Он понял, что должен увидеть это ещё раз, то самое место - чёрную, точно развёрстая могила, бесконечно длинную яму под проливным дождем, белые, как хирургический кафель, кости, раздробленные о булыжник Обводного, он должен собрать их и похоронить, по-христиански, на ближайшем погосте, на Волковке, где шесть лет назад упокоились его родители... Так будет правильно, и красный больше не потревожит его.
Мы изжить хотим напасти,
Чтоб покой себе добыть,
А врагов советской власти -
Били, бьем, и будем бить!
Степанченко шёл, мимо стен Александро-Невской лавры, цвета песка и камня, мимо мхом поросших надгробий Никольского кладбища, вдоль извилисто-змеиной Монастырки, хвостом своим вплетающейся в Обводный, шёл, и красный разгорался в нём все ярче и ярче, сияюще-огненным знаменем на холодном ветру. Степанченко пел себе под нос, и даже, кажется, махал руками, а не дойдя до Борового, встал, точно натолкнувшись на невидимую преграду - траншея была закопана, аккуратно закрыта перелопаченною землей, и чёрные толстые трубы лежали неподалеку, и возле труб суетился бригадир.

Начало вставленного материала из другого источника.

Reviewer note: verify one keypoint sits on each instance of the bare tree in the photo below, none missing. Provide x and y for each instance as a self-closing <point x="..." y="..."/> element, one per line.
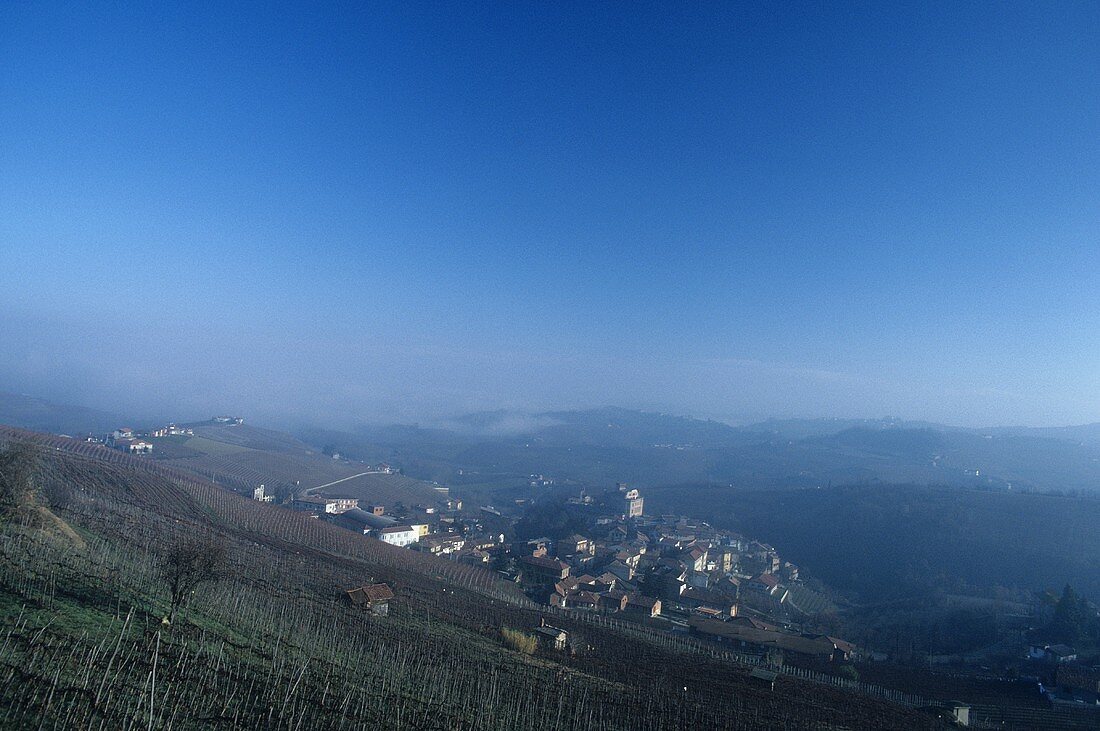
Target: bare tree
<point x="188" y="563"/>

- Да как же так, да что ж... не успел...
Бригадир смотрел на него, как на лунатика, потом засмеялся, потом рассказал, что разрытые кости свезли на свалку, а место накрыли трубой, что кроме костей, из ямы вынули камни, странные, точно бы изрезанные древней греческой клинописью (он был очень образованный человек, его бригадир и, несомненно, разбирался в этом вопросе), поверх же клинописи шли кресты, и над поднятыми из-под земли камнями трясся какой-то спешно приглашённый профессор, из буржуйских, потом же камни решили пустить на поребрики, и профессор был весьма недоволен, и требовал прекратить работы, но кто ж его слушал, этого буржуя. А вообще, мор у них какой-то в бригаде - пока он, Степанченко, в Боткинской лежал, с десяток рабочих вот так же свалились, кто с лихорадкой, кто ещё с чем уважительным, и возвращаться на работу не спешат.
Степанченко тоже не хотелось работать. Он думал о том, что надо бы отыскать этого буржуйского профессора и непременно спросить - об огненно-красных снах и белом черепе на дне траншеи, о спящих под землею камнях, покрытых греческой клинописью, и жирных мухах, садящихся мёртвым на незакрытые глаза. Это казалось Степанченко невыносимо важным, и он даже записал на клочке бумаги фамилию профессора - "Гвоздицкий", крепкую, как сталь, надёжную, революционную фамилию, и без того цепляющуюся в памяти, точно гвоздь.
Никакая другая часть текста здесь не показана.